One of my favorite academic papers about organizations is by Ruthanne Huising, and it tells the story of teams that were assigned to create process maps of their company, tracing what the organization actually did, from raw materials to finished goods. As they created this map, they realized how much of the work seemed strange and unplanned. They discovered entire processes that produced outputs nobody used, weird semi-official pathways to getting things done, and repeated duplication of efforts. Many of the employees working on the map, once rising stars of the company, became disillusioned.
I’ll let Prof. Huising explain what happened next: “Some held out hope that one or two people at the top knew of these design and operation issues; however, they were often disabused of this optimism. For example, a manager walked the CEO through the map, presenting him with a view he had never seen before and illustrating for him the lack of design and the disconnect between strategy and operations. The CEO, after being walked through the map, sat down, put his head on the table, and said, "This is even more fucked up than I imagined." The CEO revealed that not only was the operation of his organization out of his control but that his grasp on it was imaginary.”
For many people, this may not be a surprise. One thing you learn studying (or working in) organizations is that they are all actually a bit of a mess. In fact, one classic organizational theory is actually called the Garbage Can Model. This views organizations as chaotic "garbage cans" where problems, solutions, and decision-makers are dumped in together, and decisions often happen when these elements collide randomly, rather than through a fully rational process. Of course, it is easy to take this view too far - organizations do have structures, decision-makers, and processes that actually matter. It is just that these structures often evolved and were negotiated among people, rather than being carefully designed and well-recorded.

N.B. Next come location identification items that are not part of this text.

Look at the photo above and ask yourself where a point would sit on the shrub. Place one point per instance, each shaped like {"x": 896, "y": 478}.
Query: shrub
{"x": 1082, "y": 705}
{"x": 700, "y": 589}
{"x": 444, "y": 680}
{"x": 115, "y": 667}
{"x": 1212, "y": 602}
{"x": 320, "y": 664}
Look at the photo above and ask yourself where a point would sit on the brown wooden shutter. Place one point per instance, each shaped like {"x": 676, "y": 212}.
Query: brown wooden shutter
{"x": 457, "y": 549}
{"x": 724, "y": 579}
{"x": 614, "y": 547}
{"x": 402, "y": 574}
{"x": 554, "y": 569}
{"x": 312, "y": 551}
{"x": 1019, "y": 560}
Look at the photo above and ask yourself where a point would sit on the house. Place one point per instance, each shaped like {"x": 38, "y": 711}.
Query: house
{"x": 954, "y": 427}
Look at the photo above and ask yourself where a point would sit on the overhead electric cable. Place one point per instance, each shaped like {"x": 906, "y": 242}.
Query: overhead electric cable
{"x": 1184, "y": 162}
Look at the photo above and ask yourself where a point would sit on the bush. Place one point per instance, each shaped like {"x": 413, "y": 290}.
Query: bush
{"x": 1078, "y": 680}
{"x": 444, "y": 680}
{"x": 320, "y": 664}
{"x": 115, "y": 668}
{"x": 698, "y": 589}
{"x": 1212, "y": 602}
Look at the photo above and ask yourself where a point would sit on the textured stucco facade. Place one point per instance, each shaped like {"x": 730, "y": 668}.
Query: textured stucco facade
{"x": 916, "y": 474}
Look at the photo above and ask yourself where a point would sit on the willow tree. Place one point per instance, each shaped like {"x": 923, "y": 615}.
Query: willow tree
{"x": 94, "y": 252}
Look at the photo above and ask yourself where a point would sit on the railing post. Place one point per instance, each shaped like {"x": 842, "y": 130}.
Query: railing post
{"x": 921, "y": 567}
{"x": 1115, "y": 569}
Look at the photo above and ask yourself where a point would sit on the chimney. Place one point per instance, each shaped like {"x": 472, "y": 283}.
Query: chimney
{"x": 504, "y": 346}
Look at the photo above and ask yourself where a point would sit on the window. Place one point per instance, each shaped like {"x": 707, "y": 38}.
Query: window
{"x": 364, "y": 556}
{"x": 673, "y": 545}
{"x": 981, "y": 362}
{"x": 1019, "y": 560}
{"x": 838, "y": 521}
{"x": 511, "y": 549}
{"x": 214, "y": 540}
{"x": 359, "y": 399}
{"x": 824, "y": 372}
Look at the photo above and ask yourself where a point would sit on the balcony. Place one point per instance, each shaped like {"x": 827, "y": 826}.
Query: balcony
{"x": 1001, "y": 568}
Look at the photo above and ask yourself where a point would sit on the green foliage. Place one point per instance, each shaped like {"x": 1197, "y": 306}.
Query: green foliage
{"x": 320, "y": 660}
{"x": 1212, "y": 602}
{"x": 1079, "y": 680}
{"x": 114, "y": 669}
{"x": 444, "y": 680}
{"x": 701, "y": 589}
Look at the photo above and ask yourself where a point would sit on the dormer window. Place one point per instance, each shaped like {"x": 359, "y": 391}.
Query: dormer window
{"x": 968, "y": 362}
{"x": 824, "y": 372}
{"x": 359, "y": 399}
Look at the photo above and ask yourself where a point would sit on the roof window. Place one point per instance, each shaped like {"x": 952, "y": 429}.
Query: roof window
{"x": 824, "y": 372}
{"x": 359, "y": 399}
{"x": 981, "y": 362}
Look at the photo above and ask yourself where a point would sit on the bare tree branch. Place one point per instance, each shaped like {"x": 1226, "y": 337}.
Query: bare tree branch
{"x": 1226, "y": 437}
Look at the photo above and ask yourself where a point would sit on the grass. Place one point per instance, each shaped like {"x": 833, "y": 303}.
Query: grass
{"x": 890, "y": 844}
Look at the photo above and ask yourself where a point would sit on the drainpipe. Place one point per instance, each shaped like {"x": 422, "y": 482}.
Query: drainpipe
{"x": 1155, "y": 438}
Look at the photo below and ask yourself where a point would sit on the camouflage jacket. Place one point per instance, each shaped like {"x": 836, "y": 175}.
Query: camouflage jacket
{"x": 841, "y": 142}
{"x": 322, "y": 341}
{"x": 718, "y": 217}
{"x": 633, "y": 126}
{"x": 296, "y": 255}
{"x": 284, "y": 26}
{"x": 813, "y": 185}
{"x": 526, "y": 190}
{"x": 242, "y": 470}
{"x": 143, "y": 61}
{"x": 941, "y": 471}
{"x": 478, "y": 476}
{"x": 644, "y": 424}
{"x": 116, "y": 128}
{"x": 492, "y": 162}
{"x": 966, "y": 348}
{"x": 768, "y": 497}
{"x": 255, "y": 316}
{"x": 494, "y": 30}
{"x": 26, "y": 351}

The Garbage Can represents a world where unwritten rules, bespoke knowledge, and complex and undocumented processes are critical. It is this situation that makes AI adoption in organizations difficult, because even though 43% of American workers have used AI at work, they are mostly doing it in informal ways, solving their own work problems. Scaling AI across the enterprise is hard because traditional automation requires clear rules and defined processes; the very things Garbage Can organizations lack. To address the more general issues of AI and work requires careful building of AI-powered systems for specific use cases, mapping out the real processes and making tools to solve the issues that are discovered.

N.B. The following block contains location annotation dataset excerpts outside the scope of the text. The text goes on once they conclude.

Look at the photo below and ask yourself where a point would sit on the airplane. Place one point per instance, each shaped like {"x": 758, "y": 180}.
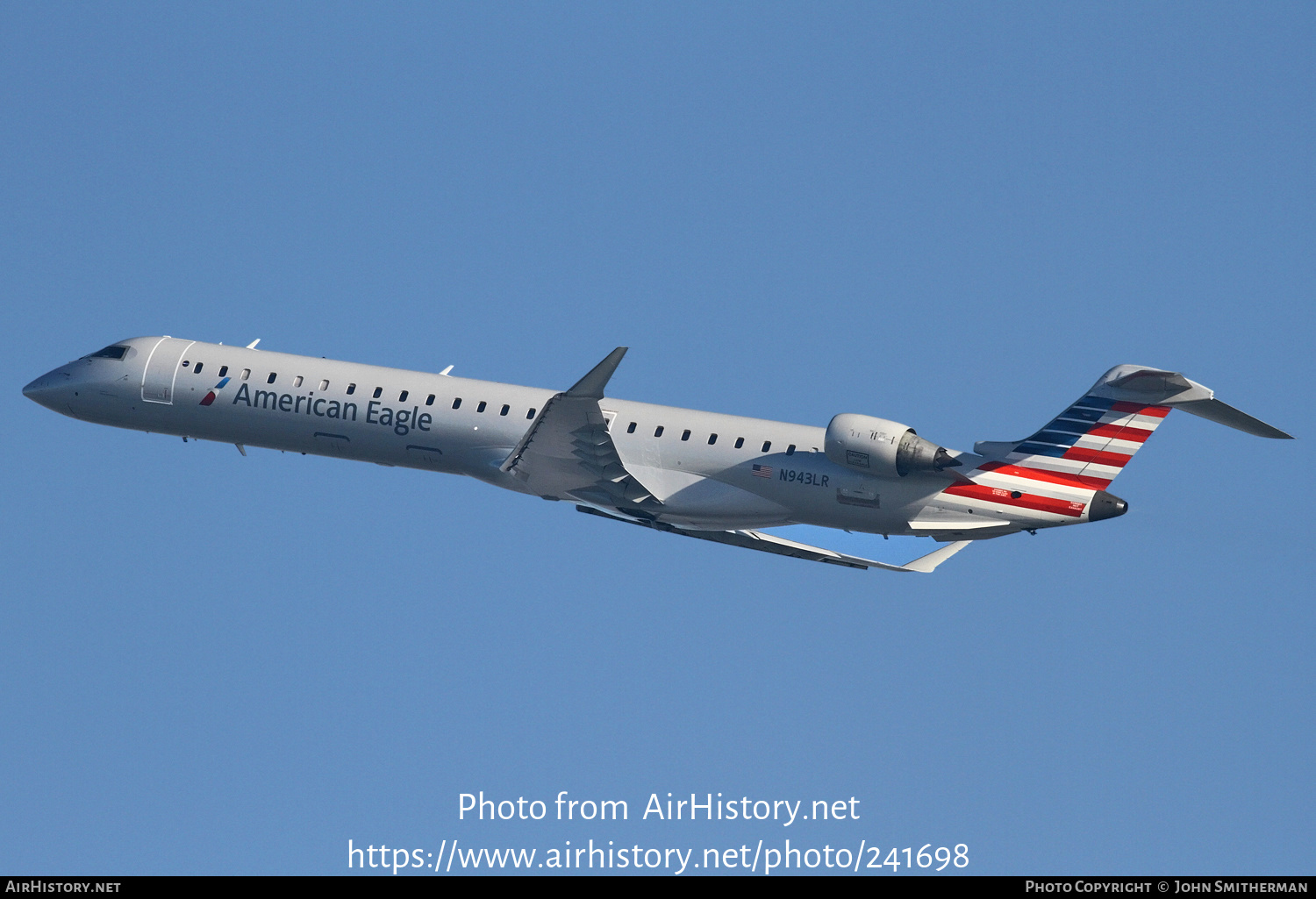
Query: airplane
{"x": 699, "y": 474}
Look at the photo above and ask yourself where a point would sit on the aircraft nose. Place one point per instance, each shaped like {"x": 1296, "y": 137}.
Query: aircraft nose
{"x": 46, "y": 389}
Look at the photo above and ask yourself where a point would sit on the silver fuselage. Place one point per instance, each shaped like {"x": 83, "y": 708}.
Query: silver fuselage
{"x": 702, "y": 465}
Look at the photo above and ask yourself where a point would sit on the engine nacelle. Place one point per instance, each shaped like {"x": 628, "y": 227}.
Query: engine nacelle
{"x": 882, "y": 447}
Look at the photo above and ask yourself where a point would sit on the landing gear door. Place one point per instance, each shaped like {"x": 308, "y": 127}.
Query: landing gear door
{"x": 162, "y": 370}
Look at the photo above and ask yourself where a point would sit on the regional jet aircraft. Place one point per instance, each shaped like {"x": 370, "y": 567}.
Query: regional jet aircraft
{"x": 699, "y": 474}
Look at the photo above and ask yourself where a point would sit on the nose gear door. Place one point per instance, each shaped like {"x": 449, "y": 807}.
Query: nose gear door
{"x": 161, "y": 370}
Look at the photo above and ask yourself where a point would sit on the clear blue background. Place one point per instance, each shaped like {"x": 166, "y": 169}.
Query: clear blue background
{"x": 950, "y": 215}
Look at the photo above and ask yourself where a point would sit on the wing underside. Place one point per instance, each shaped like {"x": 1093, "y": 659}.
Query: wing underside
{"x": 569, "y": 452}
{"x": 765, "y": 543}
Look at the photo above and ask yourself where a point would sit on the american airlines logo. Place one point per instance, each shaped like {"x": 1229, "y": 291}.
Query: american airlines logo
{"x": 210, "y": 396}
{"x": 400, "y": 421}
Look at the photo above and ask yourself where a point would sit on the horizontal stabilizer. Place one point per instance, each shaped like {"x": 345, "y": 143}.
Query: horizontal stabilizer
{"x": 1224, "y": 413}
{"x": 1178, "y": 392}
{"x": 781, "y": 546}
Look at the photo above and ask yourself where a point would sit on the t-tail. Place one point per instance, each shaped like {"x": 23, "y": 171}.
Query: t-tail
{"x": 1089, "y": 444}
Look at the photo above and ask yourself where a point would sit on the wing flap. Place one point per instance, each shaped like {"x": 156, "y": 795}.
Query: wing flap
{"x": 568, "y": 447}
{"x": 765, "y": 543}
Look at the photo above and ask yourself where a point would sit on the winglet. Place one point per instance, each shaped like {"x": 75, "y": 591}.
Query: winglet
{"x": 591, "y": 386}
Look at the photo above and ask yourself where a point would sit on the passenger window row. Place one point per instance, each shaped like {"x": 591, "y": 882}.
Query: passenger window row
{"x": 712, "y": 439}
{"x": 481, "y": 407}
{"x": 352, "y": 389}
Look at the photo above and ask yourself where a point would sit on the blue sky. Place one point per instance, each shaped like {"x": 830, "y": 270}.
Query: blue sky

This is a hard, slow process that suggests enterprise AI adoption will take time. At least, that's how it looks if we assume AI needs to understand our organizations the way we do. But AI researchers have learned something important about these sorts of assumptions.
The Bitter Lesson
Computer scientist Richard Sutton introduced the concept of the Bitter Lesson in an influential 2019 essay where he pointed out a pattern in AI research. Time and again, AI researchers trying to solve a difficult problem, like beating humans in chess, turned to elegant solutions, studying opening moves, positional evaluations, tactical patterns, and endgame databases. Programmers encoded centuries of chess wisdom in hand-crafted software: control the center, develop pieces early, king safety matters, passed pawns are valuable, and so on. Deep Blue, the first chess computer to beat the world’s best human, used some chess knowledge, but combined that with the brute force of being able to search 200 million positions a second. In 2017, Google released AlphaZero, which could beat humans not just in chess but also in shogi and go, and it did it with no prior knowledge of these games at all. Instead, the AI model trained against itself, playing the games until it learned them. All of the elegant knowledge of chess was irrelevant, pure brute force computing combined with generalized approaches to machine learning, was enough to beat them. And that is the Bitter Lesson — encoding human understanding into an AI tends to be worse than just letting the AI figure out how to solve the problem, and adding enough computing power until it can do it better than any human.

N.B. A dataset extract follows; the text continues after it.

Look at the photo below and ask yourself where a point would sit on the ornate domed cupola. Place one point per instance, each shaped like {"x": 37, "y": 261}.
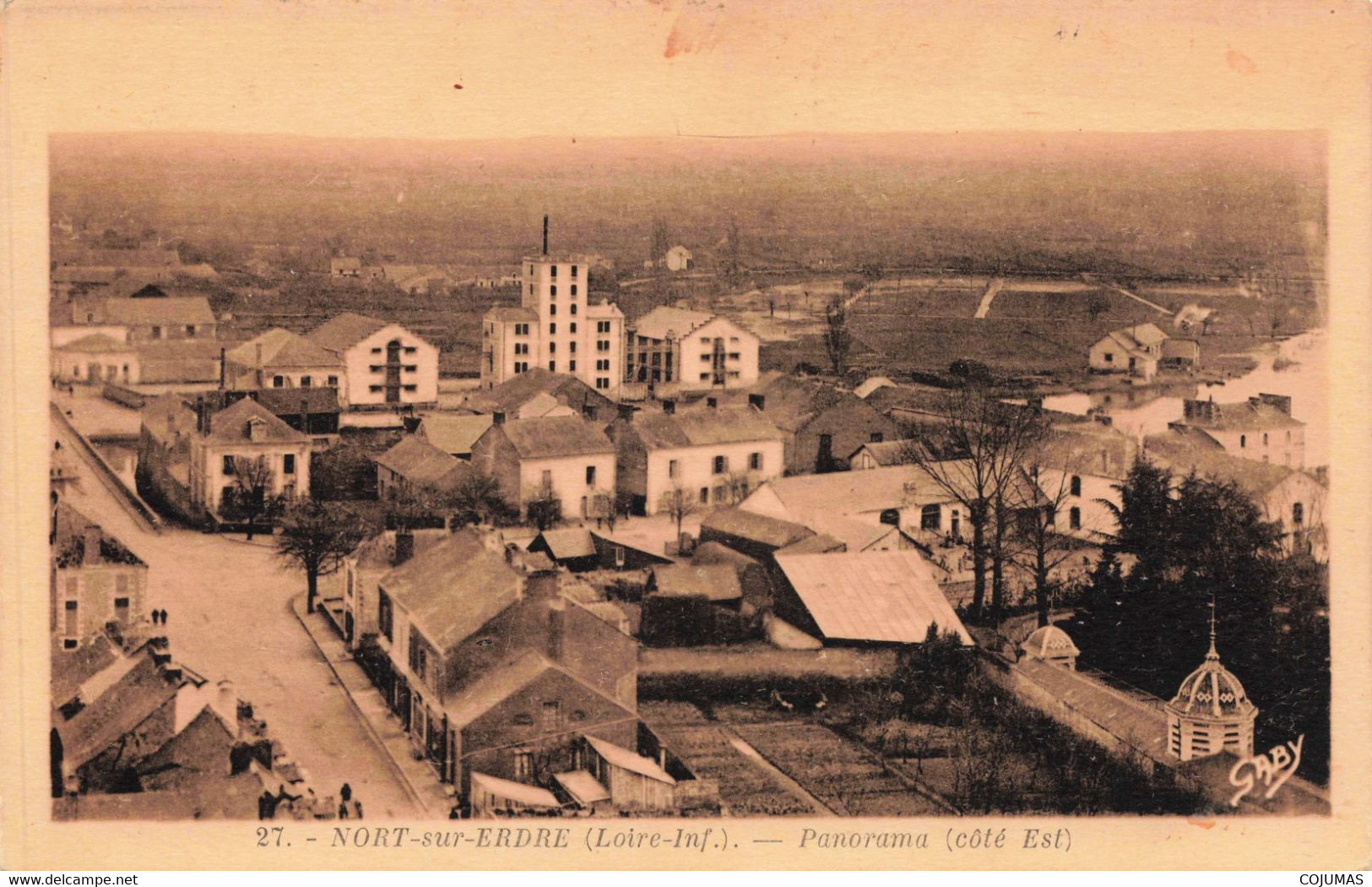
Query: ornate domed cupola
{"x": 1211, "y": 711}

The lesson is bitter because it means that our human understanding of problems built from a lifetime of experience is not that important in solving a problem with AI. Decades of researchers' careful work encoding human expertise was ultimately less effective than just throwing more computation at the problem. We are soon going to see whether the Bitter Lesson applies widely to the world of work.
Agents
While individuals can get a lot of benefits out of using chatbots themselves, a lot of excitement about how to use AI in organizations focuses on agents, a fuzzy term that I define as AI systems capable of taking autonomous action to accomplish a goal. As opposed to guiding a chatbot with prompting, you delegate a task to an agent, and it accomplishes it. However, previous AI systems have not been good enough to handle the full range of organizational needs, there is just too much messiness in the real world. This is why when we created our first AI-powered teaching games a year ago, we had to carefully design each step in the agentic system to handle narrow tasks. And though AI ability to work autonomously is increasing very rapidly, they are still far from human-level on most complicated jobs and are easily led astray on complex tasks.
As an example of the state-of-the art in agentic systems, consider Manus, which uses Claude and a series of clever approaches to make AI agents that can get real work done. The Manus team has shared a lot of tips for building agents, involving some interesting bits of engineering and very elaborate prompt design. When writing this post, I asked Manus: “i need an attractive graph that compares the ELO of the best grandmaster and the ELO of the worlds best chess computer from the first modern chess computer through 2025.” And the system got to work. First, Manus always creates a to-do list, then it gathered data and wrote a number of files and, after some minor adjustments I asked for, finally came up with the graph you can see on the left side above (the one without the box around the graph).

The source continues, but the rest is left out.